El núcleo duro de la base electoral de Trump son los votantes republicanos enojados con el sistema y su partido, que sienten inseguridad económica, que odian la reforma de salud de Obama, aunque no por razones ideológicas, sino porque al igual que los miembros del Tea Party, consideran que la asistencia estatal se destina de manera desproporcionada a quienes no la merecen, y su resistencia a los programas sociales “es más que solo un argumento sobre impuestos y gasto. Es una queja sentida sobre la dirección en la que temen que sea llevado ‘su país’”6. Los inmigrantes y las madres solteras, sobre todo afroamericanas que no trabajan, son los blancos preferidos de sus ataques. Socialmente, los que ven a Trump como un salvador son los llamados “Middle Americans”, mayormente hombres blancos, ni ricos ni pobres, de mediana edad para arriba, con niveles de educación medios o bajos, al igual que la calificación laboral, socialmente conservadores, aunque no necesariamente religiosos. Y que sienten que la elite de Washington está muy alejada de sus realidades.
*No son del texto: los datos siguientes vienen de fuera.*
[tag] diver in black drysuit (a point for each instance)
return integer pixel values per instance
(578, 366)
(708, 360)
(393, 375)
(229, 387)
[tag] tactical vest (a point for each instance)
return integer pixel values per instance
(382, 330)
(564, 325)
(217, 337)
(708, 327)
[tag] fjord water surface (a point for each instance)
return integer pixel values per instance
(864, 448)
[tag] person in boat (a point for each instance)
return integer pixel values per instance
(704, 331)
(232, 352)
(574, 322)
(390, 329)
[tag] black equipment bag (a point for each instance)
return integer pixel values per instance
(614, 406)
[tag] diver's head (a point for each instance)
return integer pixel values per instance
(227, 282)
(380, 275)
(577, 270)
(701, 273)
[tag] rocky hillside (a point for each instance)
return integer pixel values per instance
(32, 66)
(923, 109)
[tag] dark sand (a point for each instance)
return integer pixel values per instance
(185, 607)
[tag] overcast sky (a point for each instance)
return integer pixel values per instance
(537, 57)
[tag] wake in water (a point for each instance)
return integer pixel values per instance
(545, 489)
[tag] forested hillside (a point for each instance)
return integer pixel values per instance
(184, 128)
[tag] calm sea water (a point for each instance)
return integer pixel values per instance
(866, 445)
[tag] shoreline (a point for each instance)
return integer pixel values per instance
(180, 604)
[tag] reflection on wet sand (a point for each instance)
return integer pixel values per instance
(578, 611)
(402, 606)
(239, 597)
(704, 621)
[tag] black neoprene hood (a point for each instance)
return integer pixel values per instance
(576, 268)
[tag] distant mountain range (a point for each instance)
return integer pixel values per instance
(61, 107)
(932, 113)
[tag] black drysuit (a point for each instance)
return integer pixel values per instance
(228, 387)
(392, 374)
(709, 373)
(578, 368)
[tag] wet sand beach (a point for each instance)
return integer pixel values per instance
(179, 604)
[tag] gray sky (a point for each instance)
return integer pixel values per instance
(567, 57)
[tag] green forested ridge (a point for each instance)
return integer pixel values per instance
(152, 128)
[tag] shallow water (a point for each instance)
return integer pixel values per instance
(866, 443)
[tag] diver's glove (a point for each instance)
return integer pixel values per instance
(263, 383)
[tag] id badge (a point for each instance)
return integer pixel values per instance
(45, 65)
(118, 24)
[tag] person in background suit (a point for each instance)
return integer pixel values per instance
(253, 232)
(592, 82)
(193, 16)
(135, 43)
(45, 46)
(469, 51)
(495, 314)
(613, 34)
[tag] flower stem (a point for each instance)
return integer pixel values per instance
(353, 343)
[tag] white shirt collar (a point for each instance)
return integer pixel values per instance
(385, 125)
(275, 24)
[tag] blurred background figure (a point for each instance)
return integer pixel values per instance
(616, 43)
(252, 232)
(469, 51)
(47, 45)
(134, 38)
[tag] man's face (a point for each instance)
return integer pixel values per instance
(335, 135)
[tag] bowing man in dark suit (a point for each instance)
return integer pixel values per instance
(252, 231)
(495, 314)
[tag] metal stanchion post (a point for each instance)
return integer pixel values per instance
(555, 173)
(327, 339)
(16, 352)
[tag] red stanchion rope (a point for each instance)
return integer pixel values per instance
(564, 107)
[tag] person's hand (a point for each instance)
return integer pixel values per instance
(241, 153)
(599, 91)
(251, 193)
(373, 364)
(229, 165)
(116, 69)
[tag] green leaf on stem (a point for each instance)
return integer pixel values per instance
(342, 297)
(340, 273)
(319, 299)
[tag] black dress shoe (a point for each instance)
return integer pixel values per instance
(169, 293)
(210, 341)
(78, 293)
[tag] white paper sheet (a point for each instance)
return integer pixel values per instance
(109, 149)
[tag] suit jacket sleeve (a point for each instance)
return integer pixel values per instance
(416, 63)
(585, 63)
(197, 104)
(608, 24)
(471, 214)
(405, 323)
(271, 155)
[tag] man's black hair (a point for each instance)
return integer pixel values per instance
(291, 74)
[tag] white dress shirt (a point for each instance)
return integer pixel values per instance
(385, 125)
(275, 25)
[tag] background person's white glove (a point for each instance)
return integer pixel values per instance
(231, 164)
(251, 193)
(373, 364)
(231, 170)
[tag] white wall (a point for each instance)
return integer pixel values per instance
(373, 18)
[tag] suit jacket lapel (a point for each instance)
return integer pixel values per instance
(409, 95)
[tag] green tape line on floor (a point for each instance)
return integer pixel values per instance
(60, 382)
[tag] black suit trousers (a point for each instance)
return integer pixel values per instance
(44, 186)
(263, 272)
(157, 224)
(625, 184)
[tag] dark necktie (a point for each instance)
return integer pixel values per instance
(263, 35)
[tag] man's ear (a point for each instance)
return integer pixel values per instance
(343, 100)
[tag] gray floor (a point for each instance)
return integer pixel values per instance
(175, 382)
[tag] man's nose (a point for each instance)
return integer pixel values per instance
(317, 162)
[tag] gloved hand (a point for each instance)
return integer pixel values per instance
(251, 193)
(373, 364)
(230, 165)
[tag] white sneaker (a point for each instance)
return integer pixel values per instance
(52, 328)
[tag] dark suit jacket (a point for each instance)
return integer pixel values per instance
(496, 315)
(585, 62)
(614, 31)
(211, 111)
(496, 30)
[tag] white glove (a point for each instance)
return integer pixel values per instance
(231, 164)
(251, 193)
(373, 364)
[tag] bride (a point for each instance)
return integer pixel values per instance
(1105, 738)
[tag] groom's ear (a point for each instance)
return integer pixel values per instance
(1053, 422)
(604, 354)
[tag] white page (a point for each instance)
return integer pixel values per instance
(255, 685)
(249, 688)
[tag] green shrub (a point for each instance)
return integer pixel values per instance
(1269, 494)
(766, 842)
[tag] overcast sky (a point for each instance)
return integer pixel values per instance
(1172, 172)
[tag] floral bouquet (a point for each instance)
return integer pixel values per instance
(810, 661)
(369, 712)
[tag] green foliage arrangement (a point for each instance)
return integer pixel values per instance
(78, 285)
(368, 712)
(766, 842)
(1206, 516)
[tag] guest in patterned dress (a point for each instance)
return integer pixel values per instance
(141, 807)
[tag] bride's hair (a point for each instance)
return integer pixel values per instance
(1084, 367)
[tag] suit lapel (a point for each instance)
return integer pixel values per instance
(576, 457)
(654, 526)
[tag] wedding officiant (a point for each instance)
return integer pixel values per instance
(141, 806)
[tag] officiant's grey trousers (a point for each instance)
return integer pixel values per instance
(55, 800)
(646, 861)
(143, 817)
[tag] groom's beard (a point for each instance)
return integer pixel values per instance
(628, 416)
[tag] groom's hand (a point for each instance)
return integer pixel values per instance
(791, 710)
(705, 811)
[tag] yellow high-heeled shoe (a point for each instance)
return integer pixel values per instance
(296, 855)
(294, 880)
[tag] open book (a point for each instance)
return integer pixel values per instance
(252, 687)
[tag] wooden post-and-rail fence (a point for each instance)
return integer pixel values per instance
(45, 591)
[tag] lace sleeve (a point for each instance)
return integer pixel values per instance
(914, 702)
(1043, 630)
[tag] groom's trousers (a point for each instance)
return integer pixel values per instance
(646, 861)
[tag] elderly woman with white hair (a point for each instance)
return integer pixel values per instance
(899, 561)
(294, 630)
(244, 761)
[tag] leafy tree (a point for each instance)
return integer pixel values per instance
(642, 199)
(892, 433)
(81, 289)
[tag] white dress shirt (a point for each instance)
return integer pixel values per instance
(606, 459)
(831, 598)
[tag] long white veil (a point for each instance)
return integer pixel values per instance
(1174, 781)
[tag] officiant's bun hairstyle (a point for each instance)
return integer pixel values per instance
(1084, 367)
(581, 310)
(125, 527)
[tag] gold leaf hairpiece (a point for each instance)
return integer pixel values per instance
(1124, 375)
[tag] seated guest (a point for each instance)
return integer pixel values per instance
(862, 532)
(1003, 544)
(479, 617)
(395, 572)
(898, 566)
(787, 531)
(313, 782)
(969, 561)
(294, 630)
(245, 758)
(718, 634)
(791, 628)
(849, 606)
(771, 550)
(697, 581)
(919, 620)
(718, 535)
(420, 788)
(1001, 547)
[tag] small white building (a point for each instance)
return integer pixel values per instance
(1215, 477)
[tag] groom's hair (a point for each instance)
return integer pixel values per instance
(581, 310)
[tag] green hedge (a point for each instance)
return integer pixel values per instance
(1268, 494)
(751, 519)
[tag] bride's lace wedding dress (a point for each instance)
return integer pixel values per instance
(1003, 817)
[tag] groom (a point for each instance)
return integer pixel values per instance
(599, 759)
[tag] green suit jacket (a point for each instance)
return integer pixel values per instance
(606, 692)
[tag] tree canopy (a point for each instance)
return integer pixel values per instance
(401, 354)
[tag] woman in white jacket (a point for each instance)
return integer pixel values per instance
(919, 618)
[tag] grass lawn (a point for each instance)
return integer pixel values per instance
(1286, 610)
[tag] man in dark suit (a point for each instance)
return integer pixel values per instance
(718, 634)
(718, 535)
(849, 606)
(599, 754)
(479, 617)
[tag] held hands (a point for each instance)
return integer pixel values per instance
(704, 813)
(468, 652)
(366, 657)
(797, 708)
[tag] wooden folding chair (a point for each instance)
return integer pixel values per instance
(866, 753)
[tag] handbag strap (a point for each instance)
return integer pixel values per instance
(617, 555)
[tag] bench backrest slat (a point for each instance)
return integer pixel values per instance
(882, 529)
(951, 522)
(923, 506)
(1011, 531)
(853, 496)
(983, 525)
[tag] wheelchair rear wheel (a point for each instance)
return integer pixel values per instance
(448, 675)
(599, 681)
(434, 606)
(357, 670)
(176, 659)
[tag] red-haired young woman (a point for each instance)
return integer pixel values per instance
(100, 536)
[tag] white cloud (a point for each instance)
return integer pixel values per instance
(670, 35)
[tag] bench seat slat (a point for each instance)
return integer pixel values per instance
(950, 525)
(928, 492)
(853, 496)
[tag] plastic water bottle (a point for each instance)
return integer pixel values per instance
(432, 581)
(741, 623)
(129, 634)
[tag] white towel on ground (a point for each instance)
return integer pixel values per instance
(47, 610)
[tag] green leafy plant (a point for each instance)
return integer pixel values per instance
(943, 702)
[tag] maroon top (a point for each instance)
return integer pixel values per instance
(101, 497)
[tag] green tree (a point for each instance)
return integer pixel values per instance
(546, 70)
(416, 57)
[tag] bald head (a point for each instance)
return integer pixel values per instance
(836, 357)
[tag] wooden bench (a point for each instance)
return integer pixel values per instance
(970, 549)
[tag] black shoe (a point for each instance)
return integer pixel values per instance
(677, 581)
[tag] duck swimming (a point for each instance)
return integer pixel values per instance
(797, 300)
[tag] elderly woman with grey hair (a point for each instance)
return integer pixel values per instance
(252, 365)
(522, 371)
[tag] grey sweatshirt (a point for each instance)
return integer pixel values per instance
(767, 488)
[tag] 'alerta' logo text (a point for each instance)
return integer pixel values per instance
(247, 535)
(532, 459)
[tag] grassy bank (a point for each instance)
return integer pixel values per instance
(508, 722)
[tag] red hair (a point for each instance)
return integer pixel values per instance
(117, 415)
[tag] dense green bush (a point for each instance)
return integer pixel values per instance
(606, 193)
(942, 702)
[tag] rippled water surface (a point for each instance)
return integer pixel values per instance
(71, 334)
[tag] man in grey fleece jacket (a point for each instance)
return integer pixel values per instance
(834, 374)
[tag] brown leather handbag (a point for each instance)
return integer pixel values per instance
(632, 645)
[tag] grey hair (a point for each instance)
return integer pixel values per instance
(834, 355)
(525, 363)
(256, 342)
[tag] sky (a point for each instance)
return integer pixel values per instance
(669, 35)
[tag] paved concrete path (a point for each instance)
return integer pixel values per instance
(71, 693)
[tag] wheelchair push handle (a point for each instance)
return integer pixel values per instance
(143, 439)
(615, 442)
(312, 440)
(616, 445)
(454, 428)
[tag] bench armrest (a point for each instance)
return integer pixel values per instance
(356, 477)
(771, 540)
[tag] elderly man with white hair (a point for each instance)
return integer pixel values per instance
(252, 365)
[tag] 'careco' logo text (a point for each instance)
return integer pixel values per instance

La demagogia nacionalista y proteccionista de Trump va dirigida a calmar las ansiedades de esta base social, a la que busca incorporar sectores de trabajadores de cuello azul, los losers de la globalización, con viejos empleos manufactureros que se han perdido o están a punto de perderse. El hombre plantea “grandes soluciones a grandes problemas”: traer de vuelta los empleos que se fueron a China o México, aumentando los aranceles, deportar a los 11 millones de inmigrantes ilegales, construir un muro en la frontera con México (y hacérselo pagar a los mexicanos) prohibir la entrada de musulmanes al país y utilizar el poderío militar y económico para imponer el liderazgo de Estados Unidos en el mundo. Como dice su eslogan de campaña su objetivo es “hacer de nuevo grande a América”, es decir, llevar adelante una restauración imperial para revivir el “sueño americano”. Pero más que un futuro presidente parece un ilusionista. Quizás a su manera, diciendo que “todo se negocia” está admitiendo la inviabilidad de su programa.
Trump es la expresión de extrema derecha de una crisis inédita de legitimidad del sistema bipartidista, dirigido por una fracción del “1 % más rico” de la población norteamericana. Es un síntoma de la decadencia del poderío norteamericano y un producto de décadas de reacción política. Aunque aún no están dadas las condiciones para que emerjan movimientos fascistizantes, su capacidad para canalizar el descontento y la frustración de sectores atrasados de asalariados y de las clases medias hacia el racismo y el nacionalismo es un alerta para los trabajadores, las minorías y los explotados en general. La buena noticia es que la polarización no es unidireccional. La convergencia de fenómenos progresivos de la juventud y de sectores de trabajadores precarios en la campaña de Sanders (ver nota en esta misma revista) empieza a mostrar la expresión por izquierda de la crisis de legitimidad de la “casta” política imperialista.

Claudia Cinatti

R. Kagan, “Trump is the GOP’s Frankenstein monster”, Washington Post, 26 de febrero de 2016.
J. Micklethwait, A. Wooldridge, Una nación conservadora. El poder de la derecha en Estados Unidos, Buenos Aires, Debate, 2007.
Esta estrategia demográfica está explicada en el libro The Emerging Republican Majority publicado por K. Phillips en 1969.
C. Cook, D. Wasserman, “The Democrats’ Demographic Edge”, The Atlantic, 12 de julio de 2015.
M. Davis, “¿Las últimas elecciones blancas?”, New Left Review en español 79, marzo-abril de 2013.
T. Skocpol, V. Williamson, The Tea Party and the Remaking of Republican Conservatism, Nueva York, Oxford University Press, 2012.